Mamele’awt Qweesome Housing Society
$24,750 from the Sector Transformation Fund—Local Projects
Sometimes a little financial help goes a long way: like creating the space and time to strategize on growth, hire needed help, and move on to greater projects. Servicing its community for over 30 years, Mamale’awt Qweesome Housing Society (MQHS) has evolved from a grassroots organization meeting on-the-ground needs of rural-to-urban Indigenous Peoples to a cutting-edge leader who has grown beyond bricks and mortar to embrace a holistic approach. As the demand for affordable housing has continued to rise, they turned to the Centre for a capacity building grant, and we were happy to support an Indigenous housing provider with years of experience in the field.
Originally serving the small community of Mission, Mamele’awt Qweesome Housing provides housing and support services for people in the Fraser Valley in a way that ensures tenant safety, empowers self-determination and the honouring of robust agreements. Founded in 1987 to address housing shortages in Mission and the surrounding area, MQHS’ commitment to sustainability is notable: it currently has 244 units of affordable housing within 30 properties in their housing portfolio. As one of very few non-profit housing providers in the Fraser Valley, they play a critical role in housing crisis alleviation in their geographical area. They service singles, families and seniors with low to moderate incomes.
As the demand for affordable housing has continued to rise, MHQS is expanding to serve additional communities within the Fraser Valley. This rapid, much-needed growth, however exciting, has brought to light related anxiety and apprehensions within its staff: there is an urgency to address its current human resource capacity and ability to meet its expansion while continuing to build healthy communities. With operational budgets providing very little in terms of training and capacity building, MHQS turned to the Centre for additional funding.

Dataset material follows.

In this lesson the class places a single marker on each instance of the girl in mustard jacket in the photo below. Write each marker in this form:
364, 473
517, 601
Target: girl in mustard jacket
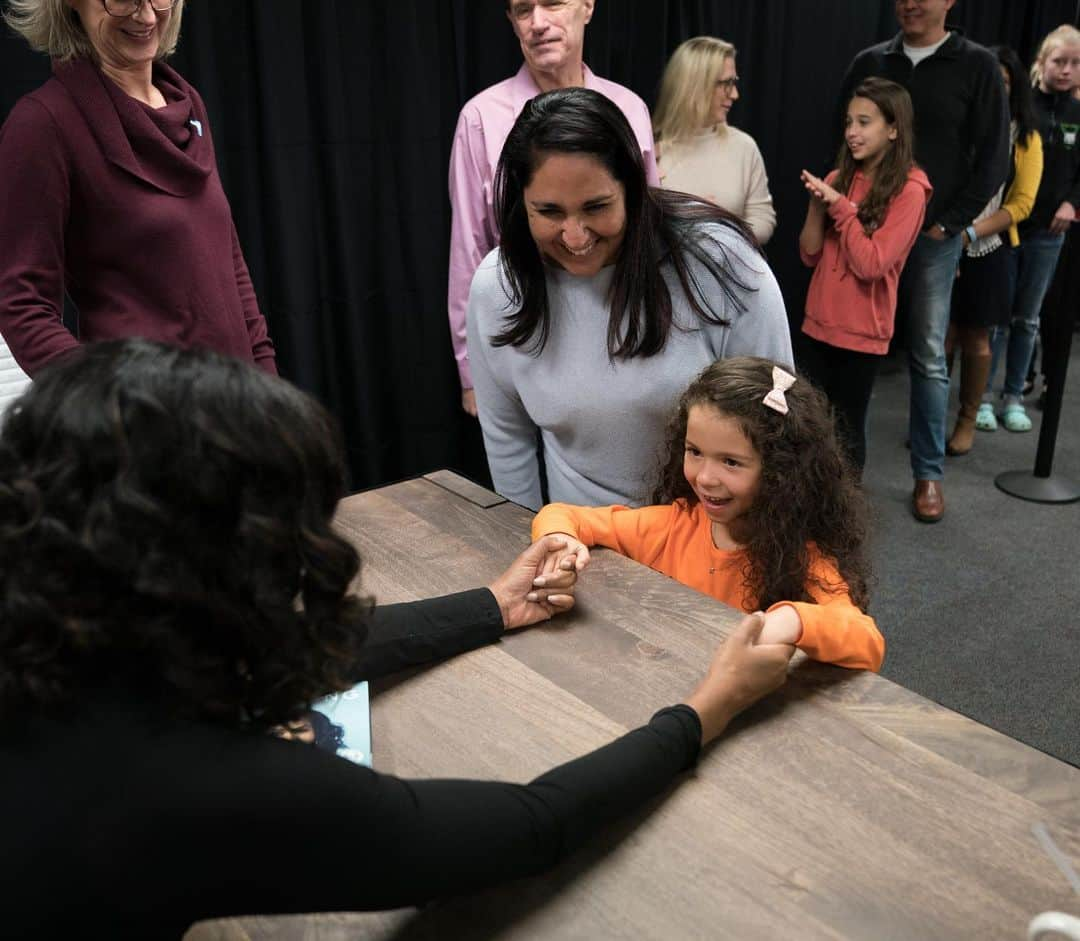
984, 292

“For any organization, experiencing a change in governance can greatly affect work dynamics for the entire team,` says Luc Labelle, the program manager assigned to this initiative. ‘This project is interesting because it includes employees in the strategic planning process and plans to measure levels of commitment and adherence during and after this big change.”
In this critical transition stage, it is imperative to have a cohesive team working towards the same goals: the Centre’s grant will provide the opportunity for quality time reviewing, reassessing and renewing the organization’s purpose and strengths as a team.
With this funding, the organization endeavours to facilitate a two-day Strategic Planning session with their board of directors, which will include a comprehensive 1 year, 5 year and 10-year strategic plan and a recruiting strategy. MHQS is looking towards long-term sustainability which will enable continued growth and expansion.
MHQS is an Indigenous housing provider: there are a large number of Indigenous Peoples in the Fraser Valley that can no longer house their community members because of a lack of space. It is imperative this organization continues adding new housing options to alleviate the current crisis. The Centre’s funding is a much-needed boost to ensure MHQS remains strong and keeps on growing and developing more affordable housing in the coming years.
By making its Strategic Plan widely available, Mamele’awt Qweesome Housing Society is also contributing to facilitating growth within the community housing sector as a whole.
The primary partners are Aboriginal Housing Management Association (AHMA) and BC Housing.